El silencio es un invitado cómodo a la conversación, pero no ocupa un lugar de preferencia. Prueba de esto se observa cuando hay un silencio prolongado, fácilmente la conversación se suspende, casi que se termina en las condiciones menos deseables. Ahora bien, es importante distinguir dos frases: quedarse callado y guardar silencio. No significan lo mismo porque no ocurren en las mismas condiciones. Quedarse callado es retroceder la interacción, la comunicación, a un monólogo, a una información. En cambio, guardar silencio es el mejor homenaje a la comunicación, si ocurre como condición para una reacción casi inmediata. Ahora mismo, a través de esta lectura, ¿en cuál de las dos posiciones se encuentra?
Sin duda, el silencio debería hacer parte del proceso comunicativo pero entendido como una actitud de escucha atenta frente al otro. Se trata de querer escuchar lo que nuestro interlocutor pretende exteriorizar a través de sus palabras. Infortunadamente, la puesta en escena de no decir nada se ha utilizado para mostrar antipatía frente a lo que se comunica, como de un querer evadir un papel activo como el que se requiere en una comunicación entendida como “racional”.

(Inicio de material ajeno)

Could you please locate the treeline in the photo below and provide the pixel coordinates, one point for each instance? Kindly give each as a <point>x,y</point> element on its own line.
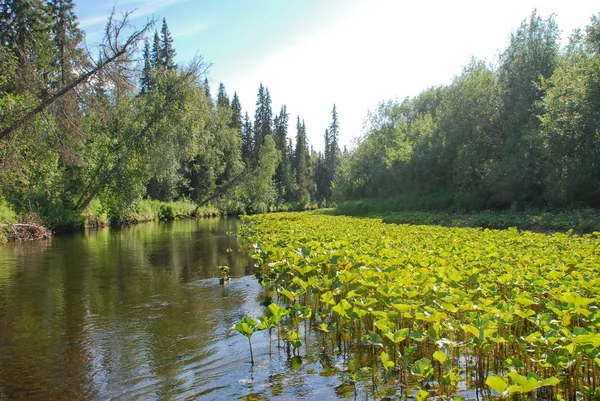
<point>523,132</point>
<point>82,133</point>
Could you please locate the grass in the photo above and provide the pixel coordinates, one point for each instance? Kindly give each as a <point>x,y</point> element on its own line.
<point>391,211</point>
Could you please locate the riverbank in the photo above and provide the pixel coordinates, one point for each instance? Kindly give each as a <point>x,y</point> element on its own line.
<point>581,221</point>
<point>31,226</point>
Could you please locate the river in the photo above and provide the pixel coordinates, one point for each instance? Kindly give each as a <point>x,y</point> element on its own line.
<point>138,313</point>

Aunque no se le puede atribuir la responsabilidad total a los medios tecnológicos, sí se puede pensar que se han creado para acolitar la comodidad de quienes pretenden ser jueces y no participantes de lo que se dice. Por ejemplo, el chat ha generado opciones novedosas para el diálogo como dejar esperando al interlocutor durante un tiempo ilimitado, sin ninguna vergüenza ni justificación.
Hablar sin escuchar parece ser el paraíso que ofrece el chat. Deseamos ser escuchados o leídos, sin que el otro tenga derecho a interpelar. En otras palabras, podemos dominar en la batalla de hablar, sin que eso signifique hacerlo bien, aprender del otro o replantear un pensamiento que generalmente no está bien elaborado por provenir de otro medio de comunicación invasivo como la televisión.
Todo lo anterior, nos puede conducir a una triste conclusión: con la tecnología no aprendemos a comunicarnos, ni siquiera aprendemos a recordar que una ventaja de interactuar con otro, radica en eso: “el otro” le pone sentido, exige claridad, reorganiza nuestro mensaje, si realmente queremos participar en el circuito comunicativo y no en la línea unidireccional de la información.
El silencio solamente comunica cuando lo tomamos como opción de respuesta. ¿Conoce el refrán “Quien calla, otorga”? ¿Por qué quedarnos en silencio? ¿Por qué no asegurarnos de que nuestra reacción o punto de vista quede claro a pesar de lo que piensen nuestros interlocutores? Si un estudiante asumiera un papel más activo en clase, seguramente las cátedras serían más interesantes. Si una pareja de esposos tomará la decisión de salir de los supuestos, descubrirían nuevas facetas en sus parejas a pesar de estar viviendo muchos años juntos.
Ojalá que entendiéramos que el silencio es un placer individual para aprender a pensar; a escuchar a Dios, a disfrutar de todo lo que tenemos alrededor; en cambio, cuando tenemos la oportunidad de compartir con otras personas, se pone a prueba lo que aprendimos de ese silencio en soledad.